Research Article

The is-ought gap and the substitution criterion

Published in: South African Journal of Philosophy
Volume 40, issue 3, 2021 , pages: 254–264
DOI: 10.1080/02580136.2021.1949558
Author(s): Melvin Chen, Singapore


Ever since its formulation by Hume, the idea of an inferential barrier between non-ethical (“is”) propositions and ethical (“ought”) propositions (also known as Hume’s is-ought thesis) has received much philosophical attention. Prior’s Paradox appears to demonstrate that the ban on “is”-“ought” inferences is violated in every possible instance, from which it follows that Hume’s is-ought thesis must be false. In this article, I will formulate a logically rigorous version of Hume’s is-ought thesis, introduce Prior-style counterexamples, and suggest how they might demonstrate the falsity of Hume’s is-ought thesis, identify the substitution criterion, and develop at length the unrestricted and restricted versions of this criterion as it is applied by Pigden and Schurz.
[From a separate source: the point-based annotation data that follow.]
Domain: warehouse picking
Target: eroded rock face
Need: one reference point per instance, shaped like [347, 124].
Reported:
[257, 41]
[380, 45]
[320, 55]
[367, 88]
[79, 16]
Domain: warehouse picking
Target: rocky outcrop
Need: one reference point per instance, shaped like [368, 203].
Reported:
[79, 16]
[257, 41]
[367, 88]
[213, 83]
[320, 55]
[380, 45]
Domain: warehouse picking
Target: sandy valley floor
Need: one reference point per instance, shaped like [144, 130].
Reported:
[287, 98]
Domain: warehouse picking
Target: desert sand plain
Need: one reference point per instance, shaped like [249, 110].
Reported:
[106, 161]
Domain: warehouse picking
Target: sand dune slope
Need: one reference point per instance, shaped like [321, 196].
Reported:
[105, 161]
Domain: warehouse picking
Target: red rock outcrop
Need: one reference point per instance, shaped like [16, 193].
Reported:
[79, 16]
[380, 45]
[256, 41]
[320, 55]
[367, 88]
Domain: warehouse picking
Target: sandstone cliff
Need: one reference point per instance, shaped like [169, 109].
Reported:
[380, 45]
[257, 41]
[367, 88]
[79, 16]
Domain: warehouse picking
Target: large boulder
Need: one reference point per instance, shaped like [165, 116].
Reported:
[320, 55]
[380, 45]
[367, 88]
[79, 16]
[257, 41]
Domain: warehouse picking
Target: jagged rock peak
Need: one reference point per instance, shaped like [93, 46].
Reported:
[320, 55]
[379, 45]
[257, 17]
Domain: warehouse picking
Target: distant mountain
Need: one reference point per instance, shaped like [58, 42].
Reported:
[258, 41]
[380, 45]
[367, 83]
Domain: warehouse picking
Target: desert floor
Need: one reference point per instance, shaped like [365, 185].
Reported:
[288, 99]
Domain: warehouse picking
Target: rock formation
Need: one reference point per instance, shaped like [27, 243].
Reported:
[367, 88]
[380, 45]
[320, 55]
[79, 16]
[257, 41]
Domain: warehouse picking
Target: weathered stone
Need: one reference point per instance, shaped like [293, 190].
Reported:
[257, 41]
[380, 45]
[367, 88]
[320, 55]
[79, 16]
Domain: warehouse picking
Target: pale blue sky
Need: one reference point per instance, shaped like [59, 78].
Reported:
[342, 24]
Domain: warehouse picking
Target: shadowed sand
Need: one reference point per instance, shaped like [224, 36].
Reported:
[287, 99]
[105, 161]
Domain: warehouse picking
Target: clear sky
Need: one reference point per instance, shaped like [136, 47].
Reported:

Thereafter, I will outline Schurz’s defence of the is-ought gap in accordance with his interpretation of the substitution criterion, before introducing a more sophisticated version of Prior-style objections, proposing a possible response from Pigden, identifying the costs of Pigden’s response and counter proposing a response on behalf of Schurz through an extension of his approach, and offering concluding remarks.